By default, `JaStopwordFilter` uses stopwords from [SlothLib](http://svn.sourceforge.jp/svnroot/slothlib/CSharp/Version1/SlothLib/NLP/Filter/StopWord/word/Japanese.txt), a comprehensive list of commonly used Japanese stopwords. 

In addition to the SlothLib stopwords, users can provide their own custom wordlist through the `custom_wordlist` parameter. This allows for further customization of the filtering process by adding domain-specific or task-specific stopwords.

**Example: Adding a Custom Wordlist**

```python
from ja_stopword_filter import JaStopwordFilter

# Define a custom wordlist
custom_wordlist = ["example", "特定単語", "custom_stopword"]

# Initialize the filter with a custom wordlist
filter = JaStopwordFilter(
    use_slothlib=True,           # Include SlothLib stopwords
    custom_wordlist=custom_wordlist  # Add user-defined stopwords
)

# Define a list of tokens
tokens = ["こんにちは", "特定単語", "example", "custom_stopword", "一般単語"]

# Filter tokens
filtered_tokens = filter.remove(tokens)
print(filtered_tokens)  # Output: ['こんにちは', '一般単語']
```

#### Key Points:
- **SlothLib Stopwords**: Automatically included when `use_slothlib=True` (default setting).
- **Custom Wordlist**: Use the `custom_wordlist` parameter to add your own stopwords.
- **Combining Stopwords**: SlothLib and custom wordlists work together seamlessly, ensuring comprehensive stopword removal tailored to your needs.

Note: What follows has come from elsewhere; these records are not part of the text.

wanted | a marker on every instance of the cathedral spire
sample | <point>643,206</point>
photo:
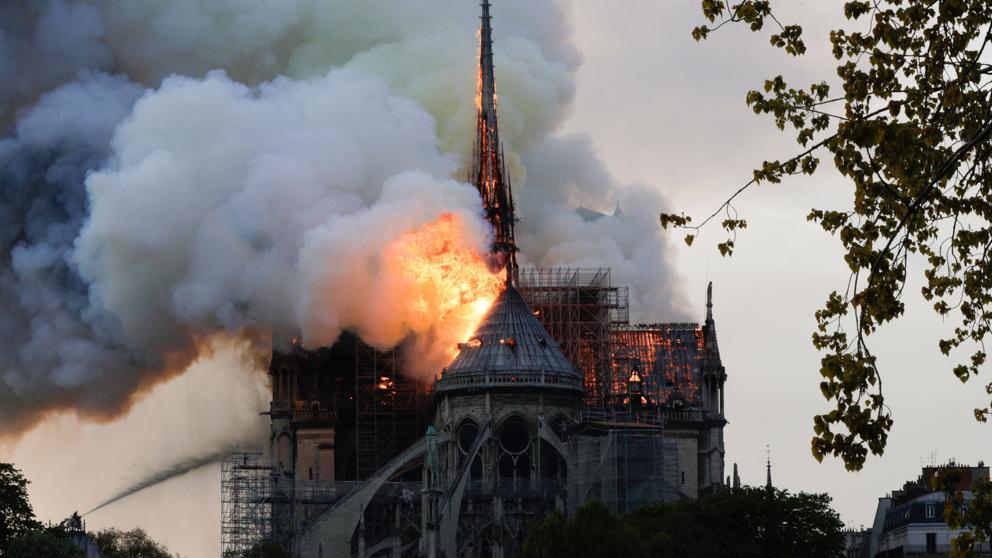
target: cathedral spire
<point>768,465</point>
<point>488,171</point>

This feature ensures flexibility, allowing users to adapt the filtering process to specific languages, domains, or projects.


### Rule Descriptions
1. **Length Filtering**: Removes tokens with length ≤ the specified value.
2. **Date Filtering**: Matches and removes Japanese date patterns such as:
   - `YYYY年MM月`
   - `MM月DD日`
   - `YYYY年MM月DD日`
3. **Number Filtering**: Removes numeric tokens like `123` or `2024`.
4. **Symbol Filtering**: Removes punctuation and special characters.
5. **Space Filtering**: Removes empty or whitespace-only tokens.
6. **Emoji Filtering**: Detects and removes tokens containing emojis.
7. **Custom Filter**: Apply custom logic to filter tokens based on user-defined rules.


## Contributing

Contributions are welcome! If you find a bug or have a feature request, feel free to open an issue or submit a pull request.